Constantin attracted € 1.35m in production “reference” funding from the release of six films during 2011, including The Three Musketeers 3D and Carnage, and distribution “reference” support of €940,000, based on the performance of 15 releases.

Actor Til Schweiger’s production company Barefoot Films received the second highest amount of production “reference” funding - € 1.25m – for just one production, Kokowääh, which was the most successful local film at the German box-office in 2011, while the Constantin Film subsidiary Rat Pack Filmproduktion followed with €976,000 based on the performance of such films as Vicky and the Treasure of the Gods 3D and The Crocodiles 3: All For One.

In the distribution category, Constantin was followed by Sony Pictures Releasing (€347,000 for four successful releases) and Warner Bros. Entertainment (€344,000 for six films).

The automatic “reference” funding is paid out by the FFA to a producer if their German film (or a German co-production with another country) has reached at least 150,000 “reference points” in Germany within one year of the theatrical release.

These “points” are calculated according to commercial success and invitations to and awards at certain film festivals.

Thus, for example, 50,000 points are awarded for an invitation to screen in competition at Locarno, Rotterdam or San Sebastian, but 150,000 points could be earned if the film subsequently wins the Golden Leopard, Tiger Award or the Golden Shell.

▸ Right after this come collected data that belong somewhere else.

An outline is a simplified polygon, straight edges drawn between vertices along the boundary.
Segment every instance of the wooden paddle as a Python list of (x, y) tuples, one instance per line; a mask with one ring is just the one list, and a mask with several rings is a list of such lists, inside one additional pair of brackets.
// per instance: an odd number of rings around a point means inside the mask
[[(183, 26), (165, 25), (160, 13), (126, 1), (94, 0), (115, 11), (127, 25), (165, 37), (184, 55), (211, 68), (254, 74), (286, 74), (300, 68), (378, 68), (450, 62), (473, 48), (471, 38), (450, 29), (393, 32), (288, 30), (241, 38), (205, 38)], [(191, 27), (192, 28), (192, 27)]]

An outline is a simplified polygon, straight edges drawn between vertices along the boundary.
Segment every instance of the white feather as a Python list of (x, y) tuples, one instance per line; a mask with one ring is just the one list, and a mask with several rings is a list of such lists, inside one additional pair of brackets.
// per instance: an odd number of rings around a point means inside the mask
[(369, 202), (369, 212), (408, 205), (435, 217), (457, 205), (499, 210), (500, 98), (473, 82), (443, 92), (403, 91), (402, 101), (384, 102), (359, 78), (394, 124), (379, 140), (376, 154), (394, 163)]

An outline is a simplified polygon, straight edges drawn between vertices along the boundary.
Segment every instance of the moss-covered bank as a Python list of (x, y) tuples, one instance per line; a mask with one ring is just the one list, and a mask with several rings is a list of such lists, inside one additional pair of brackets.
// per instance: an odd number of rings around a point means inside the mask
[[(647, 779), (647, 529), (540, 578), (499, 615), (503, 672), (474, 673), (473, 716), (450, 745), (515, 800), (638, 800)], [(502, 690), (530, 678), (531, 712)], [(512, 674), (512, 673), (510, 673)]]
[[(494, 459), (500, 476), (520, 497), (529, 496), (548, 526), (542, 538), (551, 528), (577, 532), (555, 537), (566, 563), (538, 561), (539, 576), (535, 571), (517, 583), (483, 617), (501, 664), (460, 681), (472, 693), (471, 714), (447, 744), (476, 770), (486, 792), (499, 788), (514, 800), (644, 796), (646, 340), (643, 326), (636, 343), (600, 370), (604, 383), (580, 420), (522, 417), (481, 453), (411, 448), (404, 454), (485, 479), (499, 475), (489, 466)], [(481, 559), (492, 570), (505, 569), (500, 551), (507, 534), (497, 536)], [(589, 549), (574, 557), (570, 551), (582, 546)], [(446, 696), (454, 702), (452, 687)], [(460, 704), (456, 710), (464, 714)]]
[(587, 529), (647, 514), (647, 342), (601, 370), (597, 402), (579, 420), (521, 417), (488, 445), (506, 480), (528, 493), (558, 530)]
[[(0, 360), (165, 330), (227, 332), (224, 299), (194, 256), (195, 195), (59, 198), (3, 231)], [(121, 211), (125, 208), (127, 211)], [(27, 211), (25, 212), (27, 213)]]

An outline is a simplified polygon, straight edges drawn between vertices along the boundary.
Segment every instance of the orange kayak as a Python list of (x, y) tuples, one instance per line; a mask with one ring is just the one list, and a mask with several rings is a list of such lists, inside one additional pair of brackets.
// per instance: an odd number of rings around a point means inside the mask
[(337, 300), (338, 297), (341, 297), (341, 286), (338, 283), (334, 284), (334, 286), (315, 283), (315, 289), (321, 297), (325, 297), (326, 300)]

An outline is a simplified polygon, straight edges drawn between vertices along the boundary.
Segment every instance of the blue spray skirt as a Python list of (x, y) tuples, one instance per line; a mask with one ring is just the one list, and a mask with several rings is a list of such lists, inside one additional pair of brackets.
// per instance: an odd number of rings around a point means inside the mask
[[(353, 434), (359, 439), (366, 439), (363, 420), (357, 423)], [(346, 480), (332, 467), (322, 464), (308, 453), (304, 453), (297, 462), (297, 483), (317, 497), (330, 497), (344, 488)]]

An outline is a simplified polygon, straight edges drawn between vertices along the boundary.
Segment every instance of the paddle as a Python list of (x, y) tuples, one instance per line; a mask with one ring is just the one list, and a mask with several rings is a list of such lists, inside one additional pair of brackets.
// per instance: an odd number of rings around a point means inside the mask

Moreover, 150,000 points are allocated for a nomination to the Golden Globes or Oscars, and winning one of these trophies – or a Golden Palm, Golden Bear or Golden Lion – would bring 300,000 points for a film’s “reference” funding account.

However, a film must reach at least 50,000 admissions in German cinemas for any of these additional points to be considered.

Meanwhile, in a separate development, the FFA announced that the German-French Funding Committee decided at its latest session to distribute a total of €760,000 production support to three German-French co-productions, including the next feature project by Oscar-winning director Pepe Danquart, Run Boy Run.

€ 270,000 was allocated to Danquart’s adaptation of Yuri Orlev’s autobiography about a young Jewish boy escaping from the Warsaw Ghetto, which is being produced by bittersuess pictures with A Company and France’s Cine Sud Promotion, while € 220,000 is going to the psychological drama Zum Geburtstag by French director Denis Dercourt who has been based in Germany since 2010, to be produced by Düsseldorf-based Busse & Halberschmidt Filmproduktion with Cité Films in Paris.

The third funded project with € 270,000 is Pierre Henry Salfati’s Der letzte Mensch, to be produced by Cologne-based Elsani Film with Paris outfit Sequoia Films, which will star veteran German actor Götz George as a survivor of the horrors of Theresienstadt.